Si vous ajoutez à ça la correction des devoirs ce week-end qui ne m'a pas donné, c'est le moins qu'on puisse dire, entière satisfaction, vous comprenez aisément ma mauvaise humeur de ce début de semaine.

dimanche 30 novembre 2008

Un fait rare.

Avant de commencer ce billet, une petite pensée: c'est le centième de ce blog lancé à la mi-août, que j'essaie de remplir quotidiennement et qui est, d'après les réactions qui me reviennent, beaucoup consulté. Le fait rare qu'annonce ce centième titre, c'est le rendez-vous avec des parents. Depuis quatorze ans au lycée Henri-Martin à Saint-Quentin, ça ne m'arrive quasiment jamais, et quand cela se fait, ce n'est pas plus d'une fois par an.

Pourquoi? D'abord parce qu'il y a la traditionnelle rencontre parents-professeurs en début janvier, qu'attendent les familles pour faire part de leurs doléances. Ensuite parce que les parents, contrairement à ce qu'on croit, ne se mêlent guère du contenu et du déroulement des cours. S'ils ressentent parfois le besoin d'intervenir, c'est moins pour un problème pédagogique que scolaire, matériel, administratif, et c'est la direction qui est interpellée. Même si une difficulté s'installait entre un élève et un prof, si un grief était à adresser à un enseignant, la plainte irait le plus souvent devant le proviseur, considéré comme le patron. C'est la vieille histoire qu'il vaut mieux aller voir le bon Dieu que ses saints.

Mais surtout, en Terminale, les élèves qui ont 17 ou 18 ans sont autonomes. Les parents se sentent moins le droit et le devoir d'intervenir, à la différence du collège. Le corps enseignant, contrairement là encore à ce qu'on croit trop souvent, est respecté, sa légitimé à régler les problèmes quand il y en a est reconnue, on lui fait confiance sans chercher à en savoir plus. D'autant que les parents en savent assez, sont correctement informés (de plus en plus et de mieux en mieux) par l'établissement.

La dernière raison que je vois à cette non intervention des parents (du moins à mon niveau et avec moi), c'est que je ne rencontre pas d'énormes ou d'anormales difficultés avec les élèves.
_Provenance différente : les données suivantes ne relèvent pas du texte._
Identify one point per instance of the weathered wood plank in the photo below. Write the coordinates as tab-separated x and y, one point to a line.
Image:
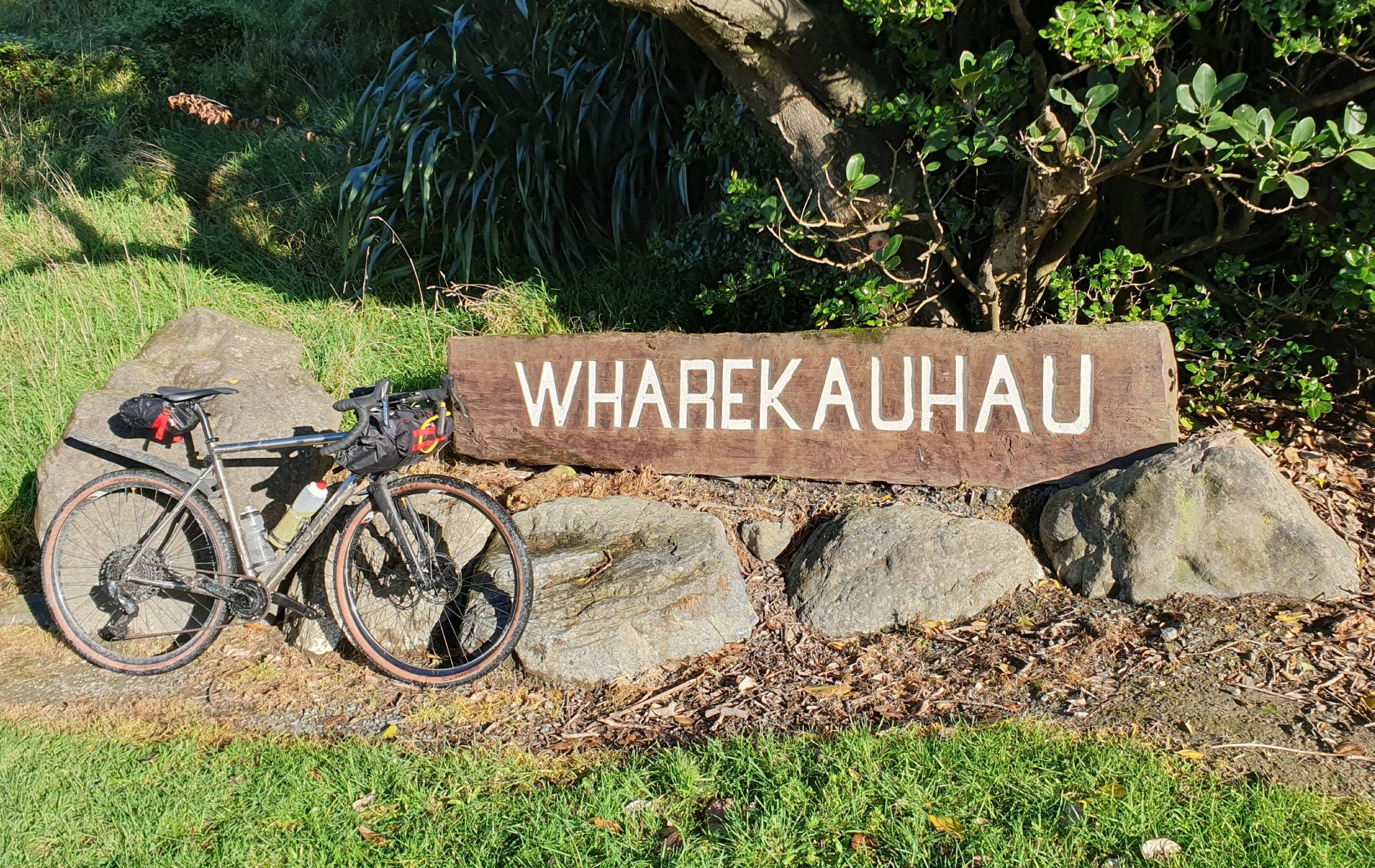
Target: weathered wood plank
534	400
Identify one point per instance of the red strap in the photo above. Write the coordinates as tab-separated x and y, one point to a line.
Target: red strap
160	427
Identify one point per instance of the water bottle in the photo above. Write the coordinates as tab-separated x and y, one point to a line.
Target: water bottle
307	504
255	537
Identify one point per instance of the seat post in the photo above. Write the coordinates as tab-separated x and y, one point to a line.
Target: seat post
206	425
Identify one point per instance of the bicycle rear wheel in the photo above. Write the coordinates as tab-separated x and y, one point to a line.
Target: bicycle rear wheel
91	588
465	616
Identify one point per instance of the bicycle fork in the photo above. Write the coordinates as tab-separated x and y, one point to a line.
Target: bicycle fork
403	530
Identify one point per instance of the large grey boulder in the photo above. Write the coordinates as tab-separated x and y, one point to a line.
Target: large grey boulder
276	399
766	540
25	610
880	568
1211	516
623	585
204	348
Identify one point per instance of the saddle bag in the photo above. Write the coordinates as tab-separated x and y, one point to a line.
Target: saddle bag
412	434
164	422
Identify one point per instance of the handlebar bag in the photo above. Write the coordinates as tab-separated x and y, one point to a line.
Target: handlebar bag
154	414
412	434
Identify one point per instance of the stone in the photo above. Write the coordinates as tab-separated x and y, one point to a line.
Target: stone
625	585
766	540
879	568
1211	516
206	348
25	610
276	399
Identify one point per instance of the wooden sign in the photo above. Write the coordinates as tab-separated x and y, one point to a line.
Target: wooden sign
915	406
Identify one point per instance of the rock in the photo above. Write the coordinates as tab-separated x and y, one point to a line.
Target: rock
206	348
879	568
539	488
1211	516
25	610
276	399
766	540
623	585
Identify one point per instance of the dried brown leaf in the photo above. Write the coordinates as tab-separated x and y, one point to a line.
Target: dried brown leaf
948	826
860	842
606	825
363	801
1159	849
373	838
670	838
829	690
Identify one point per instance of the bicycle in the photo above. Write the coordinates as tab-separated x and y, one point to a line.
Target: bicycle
431	580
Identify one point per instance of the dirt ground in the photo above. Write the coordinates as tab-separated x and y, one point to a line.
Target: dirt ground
1193	675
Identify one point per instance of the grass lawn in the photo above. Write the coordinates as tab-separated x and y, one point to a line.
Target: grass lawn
1019	794
117	215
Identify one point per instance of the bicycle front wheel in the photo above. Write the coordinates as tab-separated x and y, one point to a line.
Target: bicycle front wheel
464	616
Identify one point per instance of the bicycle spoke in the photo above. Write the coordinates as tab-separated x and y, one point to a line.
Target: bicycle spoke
91	562
460	611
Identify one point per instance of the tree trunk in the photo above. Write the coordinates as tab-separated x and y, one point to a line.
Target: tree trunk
797	67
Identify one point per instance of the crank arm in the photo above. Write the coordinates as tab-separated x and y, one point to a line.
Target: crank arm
305	610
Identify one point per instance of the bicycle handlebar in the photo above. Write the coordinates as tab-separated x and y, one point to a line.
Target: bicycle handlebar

Les mauvais résultats de certains sont sans mystère et remontent parfois à loin, les parents ne s'en étonnent donc pas et n'en attendent aucune explication particulière (qu'ils ont à vrai dire déjà).
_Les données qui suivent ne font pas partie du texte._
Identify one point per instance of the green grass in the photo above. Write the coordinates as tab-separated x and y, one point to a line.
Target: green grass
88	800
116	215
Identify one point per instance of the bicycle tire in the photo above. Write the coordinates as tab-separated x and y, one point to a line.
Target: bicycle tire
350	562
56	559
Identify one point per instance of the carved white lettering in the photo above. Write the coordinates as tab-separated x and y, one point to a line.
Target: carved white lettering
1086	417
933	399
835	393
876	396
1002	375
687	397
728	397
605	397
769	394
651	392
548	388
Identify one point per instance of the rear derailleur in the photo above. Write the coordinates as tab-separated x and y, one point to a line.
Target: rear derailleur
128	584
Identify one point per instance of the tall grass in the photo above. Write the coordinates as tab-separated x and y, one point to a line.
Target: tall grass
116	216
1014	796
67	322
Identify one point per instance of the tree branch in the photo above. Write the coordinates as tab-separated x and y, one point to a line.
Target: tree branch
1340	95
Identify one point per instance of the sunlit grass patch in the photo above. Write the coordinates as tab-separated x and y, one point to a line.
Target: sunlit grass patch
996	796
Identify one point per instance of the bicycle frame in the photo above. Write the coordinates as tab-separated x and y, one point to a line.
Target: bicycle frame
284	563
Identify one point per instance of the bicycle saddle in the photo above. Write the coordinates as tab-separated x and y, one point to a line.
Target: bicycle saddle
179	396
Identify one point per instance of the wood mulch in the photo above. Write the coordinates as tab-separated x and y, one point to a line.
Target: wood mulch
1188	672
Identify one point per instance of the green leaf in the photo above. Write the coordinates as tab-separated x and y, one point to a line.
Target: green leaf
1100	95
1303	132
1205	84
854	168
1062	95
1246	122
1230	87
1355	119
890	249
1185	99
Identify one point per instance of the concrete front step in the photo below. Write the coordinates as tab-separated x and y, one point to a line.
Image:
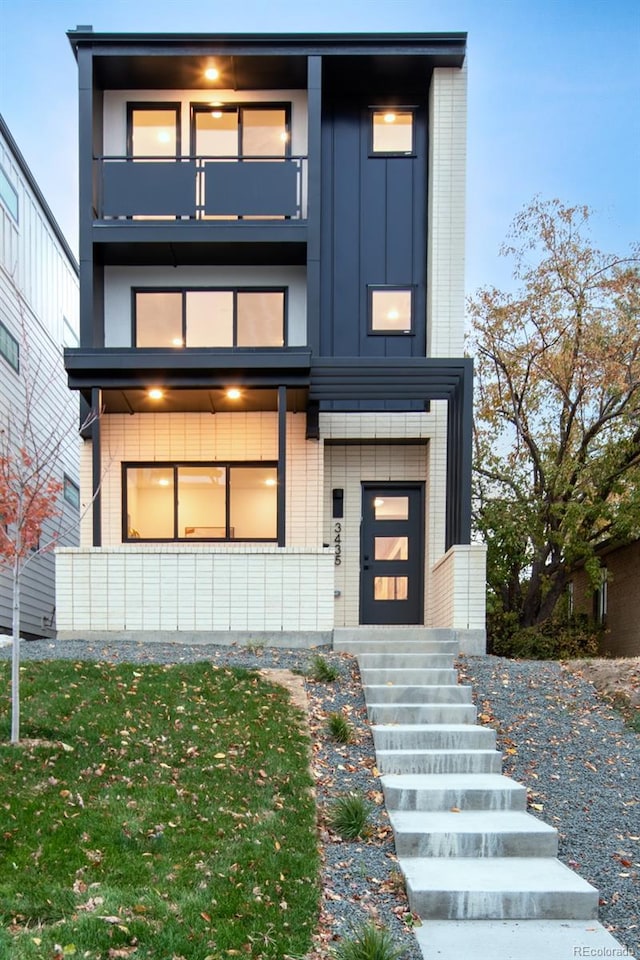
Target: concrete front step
438	761
472	833
475	791
515	940
422	713
497	888
399	661
358	647
433	693
434	736
392	635
407	676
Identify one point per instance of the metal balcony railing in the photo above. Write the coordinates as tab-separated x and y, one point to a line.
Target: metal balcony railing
201	188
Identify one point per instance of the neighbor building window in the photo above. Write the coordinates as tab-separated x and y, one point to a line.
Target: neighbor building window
390	310
71	492
9	348
392	131
8	194
200	501
209	318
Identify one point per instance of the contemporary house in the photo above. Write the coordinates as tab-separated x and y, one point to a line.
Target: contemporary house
38	317
272	300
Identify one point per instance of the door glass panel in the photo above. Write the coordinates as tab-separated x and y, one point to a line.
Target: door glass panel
209	318
264	133
254	500
391	548
391	508
150	503
390	588
153	133
201	502
158	319
261	319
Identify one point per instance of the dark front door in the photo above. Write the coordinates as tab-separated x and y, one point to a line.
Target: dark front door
392	554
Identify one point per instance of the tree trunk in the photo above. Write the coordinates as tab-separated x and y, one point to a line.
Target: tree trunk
15	657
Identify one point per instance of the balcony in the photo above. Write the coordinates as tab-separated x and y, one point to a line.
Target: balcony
201	189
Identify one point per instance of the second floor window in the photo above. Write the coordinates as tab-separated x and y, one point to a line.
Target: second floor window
209	318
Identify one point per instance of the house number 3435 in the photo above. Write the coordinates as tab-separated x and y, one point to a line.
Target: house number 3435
337	543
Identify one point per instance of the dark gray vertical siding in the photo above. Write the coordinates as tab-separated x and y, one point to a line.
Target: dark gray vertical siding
374	220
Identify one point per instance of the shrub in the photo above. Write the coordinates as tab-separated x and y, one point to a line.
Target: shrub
349	816
323	671
340	728
369	943
551	640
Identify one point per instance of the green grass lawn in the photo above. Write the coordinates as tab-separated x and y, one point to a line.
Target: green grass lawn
167	814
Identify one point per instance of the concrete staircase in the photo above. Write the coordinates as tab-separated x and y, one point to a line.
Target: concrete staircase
480	871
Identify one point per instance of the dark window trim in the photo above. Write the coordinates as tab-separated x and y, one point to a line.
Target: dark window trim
371	289
238	107
6	333
393	108
174	105
5	202
235	290
174	465
69	484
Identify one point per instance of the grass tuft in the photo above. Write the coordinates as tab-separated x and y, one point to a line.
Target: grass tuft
182	823
322	671
340	728
349	815
369	943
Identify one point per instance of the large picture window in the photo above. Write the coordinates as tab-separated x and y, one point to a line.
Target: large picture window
199	501
209	318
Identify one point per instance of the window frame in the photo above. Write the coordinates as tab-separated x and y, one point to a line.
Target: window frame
403	287
174	465
174	105
235	290
5	334
67	484
238	107
393	108
4	176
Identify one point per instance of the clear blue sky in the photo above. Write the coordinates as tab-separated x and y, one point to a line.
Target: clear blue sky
554	95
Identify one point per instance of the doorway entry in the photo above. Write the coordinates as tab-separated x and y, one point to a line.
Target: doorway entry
392	554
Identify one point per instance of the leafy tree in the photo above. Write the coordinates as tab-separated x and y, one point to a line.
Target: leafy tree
32	453
557	420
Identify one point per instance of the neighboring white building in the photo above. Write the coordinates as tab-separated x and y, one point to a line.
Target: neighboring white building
272	309
38	318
Et puis, quand quelquefois des parents demandent à me rencontrer, ce n'est pas toujours pour ce qu'on croit, un problème, mais au contraire pour un bon élève dont les parents veulent s'entendre dire, de la bouche du professeur, qu'il est bon! Vanité bien pardonnable, à laquelle il m'est arrivé, je vous le jure, de coopérer.
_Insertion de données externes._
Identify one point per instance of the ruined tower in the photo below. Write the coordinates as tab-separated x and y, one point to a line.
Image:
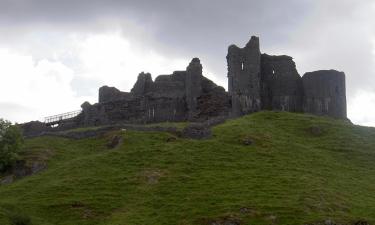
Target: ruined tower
244	77
282	87
193	86
325	93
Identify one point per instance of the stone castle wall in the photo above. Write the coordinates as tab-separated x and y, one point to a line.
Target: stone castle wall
280	86
256	82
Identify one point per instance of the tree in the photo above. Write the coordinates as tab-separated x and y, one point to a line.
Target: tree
11	141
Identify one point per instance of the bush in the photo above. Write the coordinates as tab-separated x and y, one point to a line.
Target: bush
10	143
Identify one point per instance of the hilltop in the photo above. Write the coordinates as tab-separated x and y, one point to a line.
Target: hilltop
263	168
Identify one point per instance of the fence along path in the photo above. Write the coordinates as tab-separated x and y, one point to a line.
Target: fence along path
56	119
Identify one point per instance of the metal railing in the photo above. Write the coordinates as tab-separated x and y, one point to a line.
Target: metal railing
61	117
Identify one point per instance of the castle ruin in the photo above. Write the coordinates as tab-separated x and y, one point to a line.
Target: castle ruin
256	82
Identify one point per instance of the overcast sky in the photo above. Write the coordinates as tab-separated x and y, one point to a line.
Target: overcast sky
54	55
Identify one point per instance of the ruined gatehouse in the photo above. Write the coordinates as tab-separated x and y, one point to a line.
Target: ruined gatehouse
256	82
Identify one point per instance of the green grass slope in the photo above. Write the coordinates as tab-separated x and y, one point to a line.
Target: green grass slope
289	175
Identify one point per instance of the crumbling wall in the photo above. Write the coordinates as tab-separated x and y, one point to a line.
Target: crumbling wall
193	86
107	94
282	87
143	85
175	97
213	102
325	93
244	77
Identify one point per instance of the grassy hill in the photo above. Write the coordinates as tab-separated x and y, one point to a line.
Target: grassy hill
300	169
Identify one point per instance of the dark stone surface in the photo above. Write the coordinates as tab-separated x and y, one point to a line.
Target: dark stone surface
282	87
255	82
107	94
244	77
324	93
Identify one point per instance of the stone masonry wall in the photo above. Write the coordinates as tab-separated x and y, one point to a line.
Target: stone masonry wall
325	93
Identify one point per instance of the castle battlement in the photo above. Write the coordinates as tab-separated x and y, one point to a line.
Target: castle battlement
256	82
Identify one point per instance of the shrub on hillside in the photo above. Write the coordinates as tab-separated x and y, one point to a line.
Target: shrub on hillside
10	143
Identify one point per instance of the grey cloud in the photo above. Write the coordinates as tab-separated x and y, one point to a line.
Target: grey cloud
335	33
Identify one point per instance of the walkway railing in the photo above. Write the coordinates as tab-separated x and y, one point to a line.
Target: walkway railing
64	116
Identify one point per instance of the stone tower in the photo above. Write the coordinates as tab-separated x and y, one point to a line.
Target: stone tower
282	87
244	77
193	86
325	93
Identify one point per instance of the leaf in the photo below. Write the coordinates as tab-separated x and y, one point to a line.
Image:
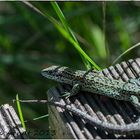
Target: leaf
20	112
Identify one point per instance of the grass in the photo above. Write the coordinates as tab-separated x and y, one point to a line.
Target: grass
60	33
En tout cas, nulle vanité, mais pas non plus, à mon avis, de gros problème dans le rendez-vous que j'ai eu avec des parents vendredi soir, car c'est là où je veux en venir dans ce centième billet. Rappelez-vous la confidence un peu troublante de cet élève (voir le billet du 16 novembre "Faire gaffe") à la fin d'un cours. J'ai donc pris contact avec les parents et nous nous sommes vus avant-hier.

La démarche de se rencontrer, c'est déjà le signe que ça ne va pas si mal que ça. C'est la preuve qu'entre l'élève et la famille, il y a communication et compréhension. Les élèves qui sont dans des situations vraiment difficiles, les parents hélas ne viennent pas et ne le souhaitent pas. C'est un peu comme chez le psychanalyste: quand on est dans son cabinet, ce premier pas équivaut à une demi-guérison.

Dans le cas présent, les notes (c'est l'élément objectif) montrent un premier devoir raté et un deuxième, surveillé, dont le résultat a été moyen. Donc rien d'anormal, pas de quoi s'alarmer. Le gros du problème est ailleurs, pas pédagogique ou scolaire mais plutôt psychologique: un jeune ne peut-il pas être perturbé par la philosophie et ses interrogations qui ne sont pas de tout repos (intellectuel)? Pour la plupart des élèves, non: ils prennent la philo comme un travail et s'y adonnent plus ou moins bien, sans états d'âme particuliers.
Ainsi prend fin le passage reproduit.